Technical topics

Input syntax

The AMS driver reads its input from standard input, i.e. what is called STDIN on Unix-like systems. Technically it is possible to run AMS and type the input file in interactively. This is however highly impractical and most people run AMS from a small shell script that contains the AMS text input and sends it directly to the AMS executable:

#!/bin/sh

$ADFBIN/ams << EOF

   ... AMS text input goes here:

   Block
      Keywork value
      OtherKeyword value
   End

EOF

This section of the AMS manual documents the syntax of the text input.

General remarks on input structure and parsing

  • Most keys are optionals. Defaults values will be used for keys that are not specified in the input

  • Keys/blocks can either be unique (i.e. they can appear in the input only once) or non-unique. (i.e. they can appear multiple times in the input)

  • The order in which keys or blocks are specified in the input does not matter. Possible exceptions to this rule are a) the content of non-standard blocks b) some non-unique keys/blocks)

  • Comments in the input file start with one of the following characters: #, !, :::

    # this is a comment
    ! this is also a comment
    :: yet another comment
    
  • Empty lines are ignored

  • The input parsing is case insensitive (except for string values):

    # this:
    UseSymmetry false
    # is equivalent to this:
    USESYMMETRY FALSE
    
  • Indentation does not matter and multiple spaces are treaded as a single space (except for string values):

    # this:
         UseSymmetry     false
    # is equivalent to this:
    UseSymmetry false
    

Keys

Key-value pairs have the following structure:

KeyName Value

Possible types of keys:

bool key

The value is a single Boolean (logical) value. The value can be True (equivalently Yes) or False (equivalently No.). Not specifying any value is equivalent to specifying True. Example:

KeyName Yes
integer key

The value is a single integer number. Example:

KeyName 3
float key

The value is a single float number. For scientific notation, the E-notation is used (e.g. \(-2.5 \times 10^{-3}\) can be expressed as -2.5E-3). The decimal separator should be a dot (.), and not a comma (,). Example:

KeyName -2.5E-3

Note that fractions (of integers) can also be used:

KeyName 1/3    (equivalent to: 0.33333333333...)
string key

The value is a string, which can include white spaces. Only ASCII characters are allowed. Example:

KeyName Lorem ipsum dolor sit amet
multiple_choice key

The value should be a single word among the list options for that key (the options are listed in the documentation of the key). Example:

KeyName SomeOption
integer_list key

The value is list of integer numbers.
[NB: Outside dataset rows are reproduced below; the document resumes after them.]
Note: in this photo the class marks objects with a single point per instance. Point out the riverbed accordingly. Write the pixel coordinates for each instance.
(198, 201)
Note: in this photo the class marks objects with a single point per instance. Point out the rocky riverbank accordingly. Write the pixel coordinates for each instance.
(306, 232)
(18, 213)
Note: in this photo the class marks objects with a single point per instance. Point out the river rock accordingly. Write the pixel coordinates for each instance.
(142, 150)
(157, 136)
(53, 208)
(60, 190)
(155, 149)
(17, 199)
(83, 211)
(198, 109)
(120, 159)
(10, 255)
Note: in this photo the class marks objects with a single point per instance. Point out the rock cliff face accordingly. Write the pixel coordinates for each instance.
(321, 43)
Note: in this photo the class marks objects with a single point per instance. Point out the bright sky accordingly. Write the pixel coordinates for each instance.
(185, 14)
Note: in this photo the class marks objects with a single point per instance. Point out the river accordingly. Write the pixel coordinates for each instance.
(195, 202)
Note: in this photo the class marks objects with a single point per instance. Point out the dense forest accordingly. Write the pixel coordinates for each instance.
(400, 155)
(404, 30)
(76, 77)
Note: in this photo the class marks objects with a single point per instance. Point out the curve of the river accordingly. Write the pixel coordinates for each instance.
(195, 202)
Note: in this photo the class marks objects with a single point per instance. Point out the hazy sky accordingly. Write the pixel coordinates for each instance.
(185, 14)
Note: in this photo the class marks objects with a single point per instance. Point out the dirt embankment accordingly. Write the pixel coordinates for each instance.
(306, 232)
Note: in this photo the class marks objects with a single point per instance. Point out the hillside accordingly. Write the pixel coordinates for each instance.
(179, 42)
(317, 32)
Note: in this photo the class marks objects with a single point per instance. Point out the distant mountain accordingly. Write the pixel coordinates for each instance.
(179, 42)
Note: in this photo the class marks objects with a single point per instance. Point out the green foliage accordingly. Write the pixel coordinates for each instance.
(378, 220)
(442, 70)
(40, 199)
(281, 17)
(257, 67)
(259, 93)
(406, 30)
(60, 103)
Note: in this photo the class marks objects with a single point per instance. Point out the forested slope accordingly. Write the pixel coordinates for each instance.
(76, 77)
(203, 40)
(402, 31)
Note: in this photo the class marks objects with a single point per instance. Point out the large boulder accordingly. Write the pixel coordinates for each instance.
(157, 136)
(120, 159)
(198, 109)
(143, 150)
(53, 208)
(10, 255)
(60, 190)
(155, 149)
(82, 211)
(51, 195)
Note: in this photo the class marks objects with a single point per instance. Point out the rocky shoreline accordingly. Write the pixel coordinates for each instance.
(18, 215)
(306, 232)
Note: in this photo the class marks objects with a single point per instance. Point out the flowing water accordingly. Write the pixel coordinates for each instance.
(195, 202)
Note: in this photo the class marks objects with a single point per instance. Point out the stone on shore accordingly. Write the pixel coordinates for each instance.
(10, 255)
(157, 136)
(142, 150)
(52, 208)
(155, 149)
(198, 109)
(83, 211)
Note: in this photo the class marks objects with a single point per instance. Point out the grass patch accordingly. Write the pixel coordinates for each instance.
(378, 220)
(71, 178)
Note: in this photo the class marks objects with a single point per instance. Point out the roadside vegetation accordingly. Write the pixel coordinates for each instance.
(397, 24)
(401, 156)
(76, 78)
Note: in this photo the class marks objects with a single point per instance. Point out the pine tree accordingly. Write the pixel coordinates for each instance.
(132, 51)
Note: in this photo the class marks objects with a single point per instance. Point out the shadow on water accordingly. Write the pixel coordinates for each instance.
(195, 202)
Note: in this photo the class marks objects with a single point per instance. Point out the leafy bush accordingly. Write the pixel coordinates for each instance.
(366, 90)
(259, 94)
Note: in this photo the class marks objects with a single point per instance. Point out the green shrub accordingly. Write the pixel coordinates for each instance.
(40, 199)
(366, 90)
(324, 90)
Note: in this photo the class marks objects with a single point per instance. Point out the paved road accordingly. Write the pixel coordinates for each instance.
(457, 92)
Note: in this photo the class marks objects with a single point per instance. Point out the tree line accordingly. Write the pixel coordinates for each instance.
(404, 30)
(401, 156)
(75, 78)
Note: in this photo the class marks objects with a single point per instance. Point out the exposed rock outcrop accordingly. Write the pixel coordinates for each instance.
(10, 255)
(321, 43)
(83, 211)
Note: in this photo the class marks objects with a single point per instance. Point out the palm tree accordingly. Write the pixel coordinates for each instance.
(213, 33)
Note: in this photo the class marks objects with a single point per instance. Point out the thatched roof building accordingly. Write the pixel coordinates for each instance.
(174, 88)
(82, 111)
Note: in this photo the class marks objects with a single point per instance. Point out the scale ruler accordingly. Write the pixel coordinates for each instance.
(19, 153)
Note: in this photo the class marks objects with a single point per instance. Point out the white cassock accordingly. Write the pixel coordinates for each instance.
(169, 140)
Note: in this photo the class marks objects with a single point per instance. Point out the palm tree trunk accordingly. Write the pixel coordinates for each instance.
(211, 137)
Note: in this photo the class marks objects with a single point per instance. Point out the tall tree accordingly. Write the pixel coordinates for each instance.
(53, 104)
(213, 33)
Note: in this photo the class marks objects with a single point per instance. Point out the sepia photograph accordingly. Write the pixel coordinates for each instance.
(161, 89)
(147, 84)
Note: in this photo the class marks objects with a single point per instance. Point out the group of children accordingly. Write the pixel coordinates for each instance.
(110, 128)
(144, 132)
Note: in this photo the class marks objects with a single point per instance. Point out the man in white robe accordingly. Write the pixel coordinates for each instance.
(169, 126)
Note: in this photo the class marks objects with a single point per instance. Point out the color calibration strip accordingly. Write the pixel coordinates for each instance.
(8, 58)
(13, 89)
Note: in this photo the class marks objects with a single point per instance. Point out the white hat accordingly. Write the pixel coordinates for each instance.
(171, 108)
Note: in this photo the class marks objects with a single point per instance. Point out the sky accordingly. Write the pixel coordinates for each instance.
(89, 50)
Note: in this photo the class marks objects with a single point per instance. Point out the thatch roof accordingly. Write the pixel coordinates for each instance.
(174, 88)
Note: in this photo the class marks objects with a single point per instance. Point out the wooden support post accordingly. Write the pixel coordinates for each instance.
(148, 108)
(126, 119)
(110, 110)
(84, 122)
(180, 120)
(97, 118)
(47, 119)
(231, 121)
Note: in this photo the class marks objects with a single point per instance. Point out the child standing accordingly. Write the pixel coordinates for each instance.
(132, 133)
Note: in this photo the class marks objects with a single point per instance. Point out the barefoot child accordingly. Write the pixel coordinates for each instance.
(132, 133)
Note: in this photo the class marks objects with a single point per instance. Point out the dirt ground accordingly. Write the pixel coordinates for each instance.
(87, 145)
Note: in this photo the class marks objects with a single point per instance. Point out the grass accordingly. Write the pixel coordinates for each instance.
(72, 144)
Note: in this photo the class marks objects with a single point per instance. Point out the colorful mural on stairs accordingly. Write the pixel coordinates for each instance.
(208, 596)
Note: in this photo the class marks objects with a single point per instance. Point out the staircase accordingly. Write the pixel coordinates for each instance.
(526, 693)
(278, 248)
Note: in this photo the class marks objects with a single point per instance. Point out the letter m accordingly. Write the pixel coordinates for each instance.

Example:

KeyName 1 6 0 9 -10

Note that one can also specify ranges of integers by specifying the interval and (optionally) the step size separated by colons:

KeyName 1:5       (equivalent to: 1 2 3 4 5)
KeyName 2:10:2    (equivalent to: 2 4 6 8 10)
KeyName 20:10:-2  (equivalent to: 20 18 16 14 12 10)

Note also that ranges can be freely combined with individual numbers:

KeyName 1:5 10 20  (equivalent to: 1 2 3 4 5 10 20)
float_list key

The value is list of float numbers. The convention for float numbers is the same as for Float keys. Example:

KeyName 0.1 1.0E-2 1.3

Float lists can also be specified as a range with equidistant points, by specifying the interval’s boundaries (inclusive) as well as the number of desired subintervals separated by colons:

KeyName 1.0:1.5:5  (equivalent to: 1.0 1.1 1.2 1.3 1.4 1.5)

Range specifications can be freely combined with each other and single numbers:

KeyName 0.0 1.0:1.5:5 2.0:3.0:10

Blocks

Blocks give a hierarchical structure to the input, grouping together related keys (and possibly sub-blocks). In the input, blocks generally span multiple lines, and have the following structure:

BlockName
   KeyName1 value1
   KeyName2 value2
   ...
End

Headers

For some blocks it is possible (or necessary) to specify a header next to the block name:

BlockName someHeader
   KeyName1 value1
   KeyName2 value2
   ...
End

Compact notation

It is possible to specify multiple key-value pairs of a block on a single line using the following notation:

# This:
BlockName KeyName1=value1 KeyName2=value2

# is equivalent to this:
BlockName
   KeyName1 value1
   KeyName2 value2
End

Notes on compact notation:

  • The compact notation cannot be used for blocks with headers.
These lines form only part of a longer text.